Vocabulary/uco

From J Wiki
Jump to navigation Jump to search

>> <<   Down to: Dyad   Back to: Vocabulary Thru to: Dictionary

u: y Unicode

Rank Infinity -- operates on x and y as a whole -- WHY IS THIS IMPORTANT?



The unicode character corresponding to y.

If y is a number,  u: y returns the unicode character having y as its unicode code point (UCP).

   y=: 16b03c0   NB. The UCP: U+03C0 of the symbol: π
   u: y
π

If y is a character,  u: y converts y to unicode precision.

If y is already unicode characters,  u: y is the same as y. If y is bytes, each byte is extended with high-order zeros to unicode precision.
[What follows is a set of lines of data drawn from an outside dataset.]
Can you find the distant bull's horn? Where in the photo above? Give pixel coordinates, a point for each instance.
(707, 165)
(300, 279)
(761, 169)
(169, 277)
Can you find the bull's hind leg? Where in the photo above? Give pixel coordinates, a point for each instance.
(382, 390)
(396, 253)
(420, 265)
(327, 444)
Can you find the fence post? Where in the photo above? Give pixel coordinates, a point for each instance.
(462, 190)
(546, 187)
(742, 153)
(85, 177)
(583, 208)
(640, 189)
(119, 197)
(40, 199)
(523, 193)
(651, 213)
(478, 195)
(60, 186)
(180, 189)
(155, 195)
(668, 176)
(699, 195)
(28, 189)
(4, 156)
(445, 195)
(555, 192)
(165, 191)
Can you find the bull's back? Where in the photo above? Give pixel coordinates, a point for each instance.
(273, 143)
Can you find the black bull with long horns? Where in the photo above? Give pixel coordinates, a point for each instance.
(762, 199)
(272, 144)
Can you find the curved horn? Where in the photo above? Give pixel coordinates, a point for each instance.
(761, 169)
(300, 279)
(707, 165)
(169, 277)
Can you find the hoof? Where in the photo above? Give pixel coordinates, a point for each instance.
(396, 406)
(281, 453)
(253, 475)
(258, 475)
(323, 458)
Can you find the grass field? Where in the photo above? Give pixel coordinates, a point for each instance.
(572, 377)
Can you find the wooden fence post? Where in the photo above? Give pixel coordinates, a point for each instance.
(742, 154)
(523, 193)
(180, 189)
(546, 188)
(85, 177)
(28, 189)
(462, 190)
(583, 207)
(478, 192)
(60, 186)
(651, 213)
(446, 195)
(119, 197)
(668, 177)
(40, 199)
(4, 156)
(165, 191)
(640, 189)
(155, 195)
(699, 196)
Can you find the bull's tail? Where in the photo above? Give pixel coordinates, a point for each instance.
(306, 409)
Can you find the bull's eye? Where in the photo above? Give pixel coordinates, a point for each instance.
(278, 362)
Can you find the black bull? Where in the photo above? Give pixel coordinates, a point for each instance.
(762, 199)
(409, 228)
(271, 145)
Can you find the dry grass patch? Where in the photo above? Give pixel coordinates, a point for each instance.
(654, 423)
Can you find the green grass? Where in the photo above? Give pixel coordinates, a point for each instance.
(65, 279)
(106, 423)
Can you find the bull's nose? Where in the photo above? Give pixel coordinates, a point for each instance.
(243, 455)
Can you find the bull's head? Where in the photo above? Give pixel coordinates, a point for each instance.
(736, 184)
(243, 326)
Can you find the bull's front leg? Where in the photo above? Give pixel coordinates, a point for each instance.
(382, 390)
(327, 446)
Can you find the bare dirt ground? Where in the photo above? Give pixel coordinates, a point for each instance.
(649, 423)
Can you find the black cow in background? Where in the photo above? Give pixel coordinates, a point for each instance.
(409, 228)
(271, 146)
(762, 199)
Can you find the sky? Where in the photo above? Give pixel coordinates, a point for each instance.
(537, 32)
This does not change the meaning of ASCII characters, because the ASCII standard is embedded in the Unicode standard, thus the character 'A' is ASCII character number 41 (hex) and the UCP for 'A' is U+0041.

   ] z=: u: y
π
   datatype z
unicode
   3!:0 z
131072
   NB. Compare with...
   3!:0 'A'
2
   3!:0 (65)
4

Common uses

1. Display the character with UCP: 960

   u: 960   NB. (mathematical) pi
π

2. Make a unicode atom of UCP: 960

   #$ pi=: u: 960
0
   datatype pi
unicode

   ] z=: 'C=2' , pi , 'r'
C=2πr
   datatype z
unicode

More Information


Character Precisions

The character type comprises 3 precisions: byte precision, unicode precision, and unicode4 precision.
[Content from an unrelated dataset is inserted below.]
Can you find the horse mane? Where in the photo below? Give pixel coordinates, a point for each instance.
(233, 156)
An atom with byte precision has one of the 256 different byte values, which are all listed in the primitive noun a. .

  • Byte indexes 0-127 are the ASCII characters (described by the ASCII standard).
  • Byte indexes 128-255 do not correspond to characters, but are used for representing data in byte form (as when interacting with external hardware and software).

In other words, byte precision has two different uses:

  • to represent ASCII characters
  • to hold general 8-bit data.

An atom with unicode precision, also known as a wide character or a 16-bit character, is a unicode character, i.e. a character described by the Unicode standard in the range U+0000 to U+FFFF.
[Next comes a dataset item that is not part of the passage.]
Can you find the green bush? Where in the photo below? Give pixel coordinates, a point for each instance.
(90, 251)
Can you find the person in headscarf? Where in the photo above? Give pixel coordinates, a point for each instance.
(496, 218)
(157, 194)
An atom with unicode4 precision, also known as a 4-byte character, is a unicode character, i.e. a character described by the Unicode standard in the range U+0000 to U+10FFFF. Unicode4 characters can encode all the characters in Chinese/Japanese/Korean (CJK) character sets.


UTF-8 encoding

UTF-8 is a widely used method of encoding Unicode characters in a list of bytes.

Taking advantage of the fact that there are 256 byte values, only 128 of which are used by ASCII, it assigns meaning to the other 128 byte values and encodes each non-ASCII Unicode character in a string of bytes.

UTF-8 is not a character precision in J. It is an encoding scheme for nouns having the precision: byte.

J's only support for UTF-8 is to support conversion between UTF-8 bytes and the J precisions byte and unicode. See table below.


Examples

1. Display characters represented in the (obsolescent) Latin 1 standard.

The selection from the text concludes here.